JO Paris 2024 : Emmanuel Macron renonce finalement à déplacer les bouquinistes des quais de Seine

par F.Se | avec AFP
Publié le 13 février 2024 à 18h53, mis à jour le 13 février 2024 à 21h44

Source : JT 13h WE

Présents sur les bords de la Seine depuis plusieurs siècles, les bouquinistes font partie des emblèmes de Paris.
Mais pour des raisons de sécurité, la préfecture leur avait demandé de déménager pendant la période des Jeux olympiques de 2024.
Emmanuel Macron vient de renoncer à ce déplacement forcé, très mal vécu par les intéressés.

Leurs boîtes à livres légendaires, couleur vert wagon, devaient être démontées. La préfecture de police de Paris réclamait initialement le démontage de près de 600 d'entre elles, sur les 900 que comptent les quais de Seine à Paris, avant la cérémonie d'ouverture du 26 juillet 2024, qui se déroulera sur le fleuve

Selon les informations transmises par l'Élysée au service politique de TF1info, le président français a finalement demandé au Ministre de l’Intérieur et au Préfet de Police de Paris que l’ensemble des bouquinistes soient préservés, et qu’aucun d’entre eux ne soit contraint d’être déplacé. Constatant "qu’aucune solution consensuelle et rassurante n’a pu être identifiée" avec ces acteurs, Emmanuel Macron a choisi de "leur manifester son attention" considérant qu’il s’agit d’un patrimoine vivant de la capitale. "On est tous très heureux et on remercie le président, qui a compris que nous étions l'âme de Paris", s'est réjoui le président de l'Association culturelle des bouquinistes de Paris, Jérôme Callais. 

Il a demandé à ce que le dispositif de sécurité soit adapté en conséquence, les espaces concernés sur les quais hauts n’étant dès lors plus susceptibles d’accueillir du public pendant la cérémonie.
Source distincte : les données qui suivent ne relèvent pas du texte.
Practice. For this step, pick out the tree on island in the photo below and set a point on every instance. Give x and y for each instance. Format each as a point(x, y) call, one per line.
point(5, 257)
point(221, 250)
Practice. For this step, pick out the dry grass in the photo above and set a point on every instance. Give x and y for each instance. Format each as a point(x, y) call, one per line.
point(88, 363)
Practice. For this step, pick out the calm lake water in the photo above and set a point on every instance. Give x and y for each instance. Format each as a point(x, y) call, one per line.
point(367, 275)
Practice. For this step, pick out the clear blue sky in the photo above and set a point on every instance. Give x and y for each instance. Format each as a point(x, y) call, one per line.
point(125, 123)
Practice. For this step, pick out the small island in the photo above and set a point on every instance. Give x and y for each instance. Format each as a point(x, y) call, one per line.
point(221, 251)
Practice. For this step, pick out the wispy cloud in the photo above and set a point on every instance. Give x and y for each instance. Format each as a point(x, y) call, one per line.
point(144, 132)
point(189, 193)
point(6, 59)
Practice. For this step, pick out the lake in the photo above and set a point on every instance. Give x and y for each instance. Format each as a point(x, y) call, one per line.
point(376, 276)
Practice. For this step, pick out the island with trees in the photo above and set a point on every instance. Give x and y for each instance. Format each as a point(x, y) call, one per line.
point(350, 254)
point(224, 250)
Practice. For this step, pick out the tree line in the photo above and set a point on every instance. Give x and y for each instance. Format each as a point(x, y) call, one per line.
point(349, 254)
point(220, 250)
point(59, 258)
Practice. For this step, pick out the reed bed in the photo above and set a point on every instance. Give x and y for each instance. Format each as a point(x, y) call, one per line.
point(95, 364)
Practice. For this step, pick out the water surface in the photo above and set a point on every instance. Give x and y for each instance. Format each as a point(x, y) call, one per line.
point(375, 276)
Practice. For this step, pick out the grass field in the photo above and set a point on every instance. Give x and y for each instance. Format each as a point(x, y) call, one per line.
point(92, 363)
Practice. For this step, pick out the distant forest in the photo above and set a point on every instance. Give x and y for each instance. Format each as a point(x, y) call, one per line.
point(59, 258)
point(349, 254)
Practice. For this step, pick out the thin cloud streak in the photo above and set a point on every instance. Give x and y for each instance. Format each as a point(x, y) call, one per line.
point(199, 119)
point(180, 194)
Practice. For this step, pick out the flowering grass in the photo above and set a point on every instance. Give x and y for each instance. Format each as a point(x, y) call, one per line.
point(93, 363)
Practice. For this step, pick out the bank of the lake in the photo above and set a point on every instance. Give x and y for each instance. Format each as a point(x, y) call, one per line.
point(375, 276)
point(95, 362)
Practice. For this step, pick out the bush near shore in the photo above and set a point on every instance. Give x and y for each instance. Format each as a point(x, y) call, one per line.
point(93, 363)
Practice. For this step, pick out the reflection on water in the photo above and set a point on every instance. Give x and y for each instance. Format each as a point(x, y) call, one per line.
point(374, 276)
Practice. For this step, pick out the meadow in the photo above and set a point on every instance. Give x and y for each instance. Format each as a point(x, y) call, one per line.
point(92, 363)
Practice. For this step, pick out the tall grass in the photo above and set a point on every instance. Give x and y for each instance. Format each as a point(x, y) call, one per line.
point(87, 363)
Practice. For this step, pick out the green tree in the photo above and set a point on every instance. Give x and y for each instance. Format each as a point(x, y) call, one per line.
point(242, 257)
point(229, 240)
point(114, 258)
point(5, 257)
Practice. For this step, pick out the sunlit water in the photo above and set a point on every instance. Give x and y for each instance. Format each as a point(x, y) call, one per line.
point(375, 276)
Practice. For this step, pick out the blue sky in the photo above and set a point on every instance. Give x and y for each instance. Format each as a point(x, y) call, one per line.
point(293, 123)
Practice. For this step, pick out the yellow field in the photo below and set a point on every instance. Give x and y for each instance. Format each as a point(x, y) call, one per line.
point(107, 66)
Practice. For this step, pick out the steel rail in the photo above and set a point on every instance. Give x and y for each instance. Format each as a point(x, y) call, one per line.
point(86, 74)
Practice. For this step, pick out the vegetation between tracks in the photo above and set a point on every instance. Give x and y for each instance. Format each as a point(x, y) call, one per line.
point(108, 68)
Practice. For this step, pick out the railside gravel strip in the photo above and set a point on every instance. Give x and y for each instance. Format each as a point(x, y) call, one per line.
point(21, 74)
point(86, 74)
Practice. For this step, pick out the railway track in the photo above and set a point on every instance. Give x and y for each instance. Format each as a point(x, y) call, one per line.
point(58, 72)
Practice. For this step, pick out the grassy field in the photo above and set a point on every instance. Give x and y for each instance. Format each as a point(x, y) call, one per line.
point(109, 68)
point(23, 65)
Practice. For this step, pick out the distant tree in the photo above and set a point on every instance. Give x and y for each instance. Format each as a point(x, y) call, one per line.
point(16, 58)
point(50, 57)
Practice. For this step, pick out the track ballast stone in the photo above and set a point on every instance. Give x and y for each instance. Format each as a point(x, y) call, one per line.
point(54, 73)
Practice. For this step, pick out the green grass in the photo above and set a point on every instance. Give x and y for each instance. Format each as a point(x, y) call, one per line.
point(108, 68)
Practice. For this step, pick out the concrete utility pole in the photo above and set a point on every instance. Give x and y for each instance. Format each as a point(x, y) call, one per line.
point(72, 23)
Selon une source proche du dossier, les éléments récemment communiqués par le Ministre de l’Intérieur sur la jauge tenaient toutefois déjà compte de ce possible arbitrage. Gérald Darmanin reviendra sur l’ensemble du dispositif de sécurisation de la cérémonie d’ouverture à la fin mars, une fois achevé l’ensemble des concertations avec les élus locaux et parties prenantes.

Le 19 janvier dernier, l'Association culturelle des bouquinistes de Paris avait annoncé qu'elle contesterait en justice au tribunal administratif le démontage des boîtes. La préfecture avait accepté une première concession sur 170 boîtes qui ne devaient finalement pas être déménagées, ramenant le nombre de celles qui devaient l'être à 428.